Despite of its life saving potential, the rates of handwashing around the globe are still minimal. The observed rates of handwashing with soap at critical moments such as before handling food and after using the toilet range from zero to only 34%. Such lower rates are rarely caused by a lack of soap as almost every household in the world, regardless of economic status, have soap but is used commonly for bathing and laundry. Handwashing with soap at key times, however, is not widely practiced. Though industry has succeeded in getting soap into almost every home, it has not consistently promoted good hygiene or handwashing to accompany their products. In studies around the world, the main reason given why rates of handwashing with soap are so low is that it is simply not a habit. The underlying reasons not only limit to the low awareness level of the public but also to their reluctance and ignorance in using soaps for handwashing despite their better knowledge in this regard. Regardless of nationwide and global efforts in promoting handwashing with soap, it is infrequently practiced and thus behaviour change in this regard is not so straightforward unless the benefits of handwashing are well recognized and internalized by the general public.

Further, efforts at promoting effective hygiene have been piecemeal and ineffective.  Current efforts in the nation to promote good hygiene, including handwashing, have not been sufficient to engender mass behavior change.
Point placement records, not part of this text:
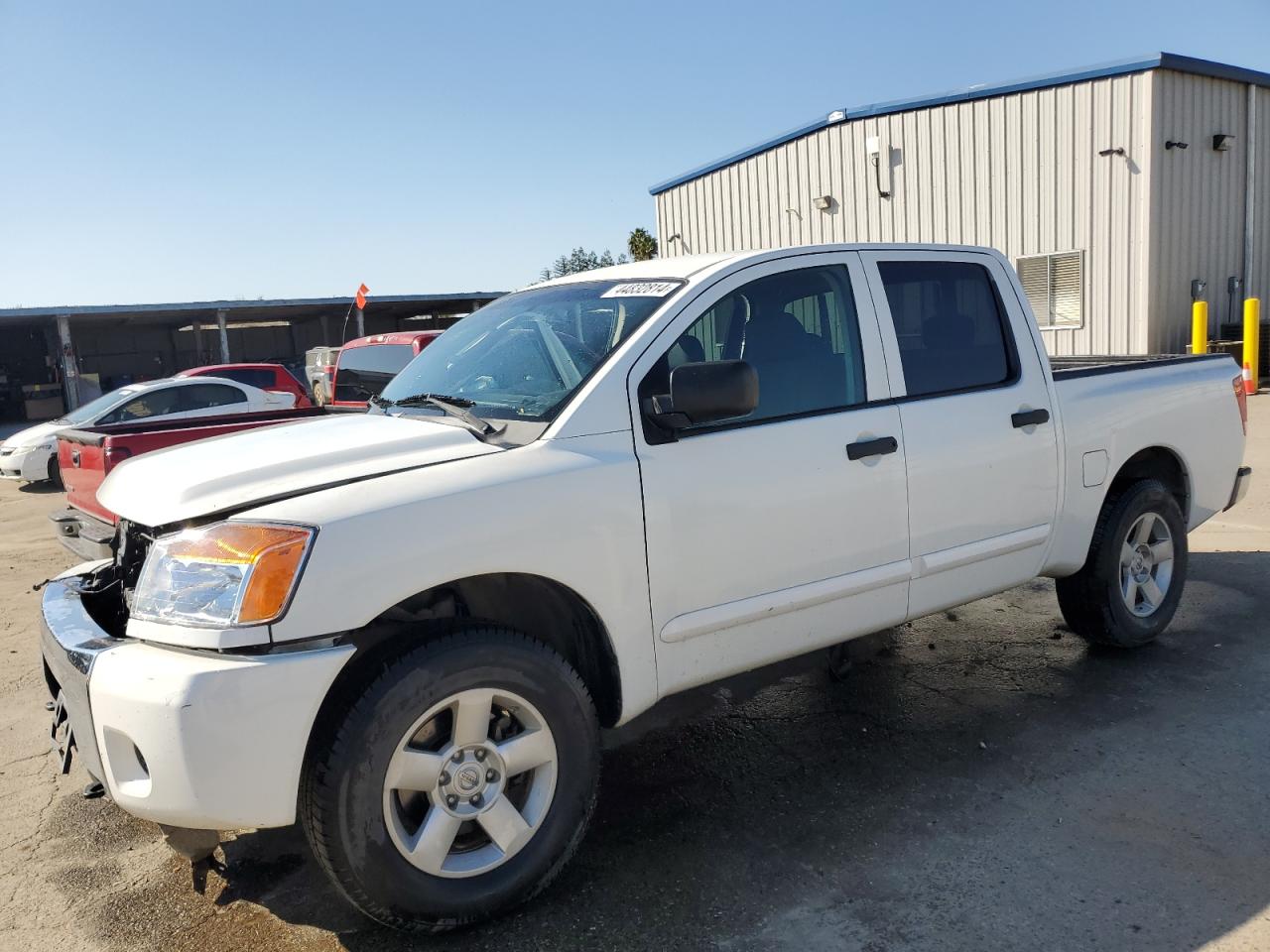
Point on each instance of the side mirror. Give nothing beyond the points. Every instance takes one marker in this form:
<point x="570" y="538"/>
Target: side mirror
<point x="705" y="393"/>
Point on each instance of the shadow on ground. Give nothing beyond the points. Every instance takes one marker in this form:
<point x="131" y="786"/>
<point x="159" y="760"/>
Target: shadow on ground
<point x="983" y="782"/>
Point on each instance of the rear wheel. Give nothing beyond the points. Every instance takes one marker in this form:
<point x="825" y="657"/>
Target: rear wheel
<point x="1132" y="581"/>
<point x="456" y="782"/>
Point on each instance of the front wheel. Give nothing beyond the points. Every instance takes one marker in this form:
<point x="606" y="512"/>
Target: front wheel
<point x="453" y="783"/>
<point x="1132" y="581"/>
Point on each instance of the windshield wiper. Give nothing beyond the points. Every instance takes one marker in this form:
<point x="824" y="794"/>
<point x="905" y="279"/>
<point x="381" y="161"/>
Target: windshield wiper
<point x="448" y="405"/>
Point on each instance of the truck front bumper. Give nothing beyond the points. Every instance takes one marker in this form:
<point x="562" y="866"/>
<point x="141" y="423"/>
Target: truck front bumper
<point x="28" y="466"/>
<point x="84" y="535"/>
<point x="194" y="739"/>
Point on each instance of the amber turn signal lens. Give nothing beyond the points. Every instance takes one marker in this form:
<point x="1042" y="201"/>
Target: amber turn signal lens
<point x="273" y="552"/>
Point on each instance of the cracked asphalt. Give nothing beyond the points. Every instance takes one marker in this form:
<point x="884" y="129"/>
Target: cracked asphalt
<point x="979" y="779"/>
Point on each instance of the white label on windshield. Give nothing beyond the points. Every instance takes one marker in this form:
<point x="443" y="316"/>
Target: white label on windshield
<point x="642" y="289"/>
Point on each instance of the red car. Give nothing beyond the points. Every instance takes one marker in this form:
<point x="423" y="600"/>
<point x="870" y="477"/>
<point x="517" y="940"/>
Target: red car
<point x="267" y="376"/>
<point x="367" y="365"/>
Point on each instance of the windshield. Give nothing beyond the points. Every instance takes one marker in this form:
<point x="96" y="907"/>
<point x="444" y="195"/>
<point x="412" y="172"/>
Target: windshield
<point x="524" y="356"/>
<point x="93" y="408"/>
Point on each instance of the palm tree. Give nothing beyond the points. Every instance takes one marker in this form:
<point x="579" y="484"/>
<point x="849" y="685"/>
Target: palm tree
<point x="642" y="245"/>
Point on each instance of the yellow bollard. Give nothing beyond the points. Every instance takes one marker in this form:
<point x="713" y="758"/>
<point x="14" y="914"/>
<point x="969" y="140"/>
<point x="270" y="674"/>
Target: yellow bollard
<point x="1252" y="336"/>
<point x="1199" y="327"/>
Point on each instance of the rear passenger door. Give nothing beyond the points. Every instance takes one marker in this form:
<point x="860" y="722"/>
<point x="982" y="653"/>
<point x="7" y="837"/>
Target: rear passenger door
<point x="785" y="530"/>
<point x="974" y="407"/>
<point x="213" y="400"/>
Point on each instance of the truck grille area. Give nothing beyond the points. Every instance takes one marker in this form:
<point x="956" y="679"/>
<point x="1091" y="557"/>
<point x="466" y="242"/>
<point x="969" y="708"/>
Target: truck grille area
<point x="107" y="593"/>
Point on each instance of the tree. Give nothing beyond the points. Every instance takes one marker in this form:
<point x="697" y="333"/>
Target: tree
<point x="579" y="261"/>
<point x="642" y="245"/>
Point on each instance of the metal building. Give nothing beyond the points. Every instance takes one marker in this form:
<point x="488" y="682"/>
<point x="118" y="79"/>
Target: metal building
<point x="1111" y="188"/>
Many public health programs include improved hygiene among their objectives such as in diarrhoeal disease control program, a school health education program that includes hygiene, a water supply and sanitation program that invests in raising hygiene awareness, and sporadic local-level hygiene education or the advertisement of soap itself that incorporates the message of handwashing. However, all these efforts share the weakness of treating hygiene as a side issue, rather than a central one. Hand washing has only been taken as an ingredient of any other public health programs and in lack of concrete approach towards promotion of handwashing and effective behaviour change programs, the public health is at full gear to suffer.

 At the present context, the nation is demanding for a specific public health measures to drive into action to contribute significantly towards improvement of public health through successful handwashing. It is necessary to build alliances between the public and the private sectors and mobilize the necessary resources and expertise in promoting hygiene and handwashing. High-impact communications outreach is to be employed to promote handwashing to a mass audience. In a noisy world of competing messages aimed at people from all directions, only the most effective, best-designed campaigns will lead to behavior change.
 If the 2015 millennium development targets for reduction in child mortality are to be met, handwashing practices must be improved along with access to safe water and sanitation. This requires Ministries of Health, Education, and Physical Planning in addition to Water and Sanitation Division, Non-Governmental Organizations (NGOs) and community-based groups, to utilize every opportunity to promote handwashing with soap. However, these global efforts to encourage effective handwashing can’t become a success without individual efforts translate into action. Hence, behaviour change efforts targeting every individual, especially children should be the prime focus of all public health programs that incorporate handwashing. Otherwise, the immense global and national approaches with massive expenses to promote handwashing would be in vain without individual compliance to accustom them in handwashing with soap.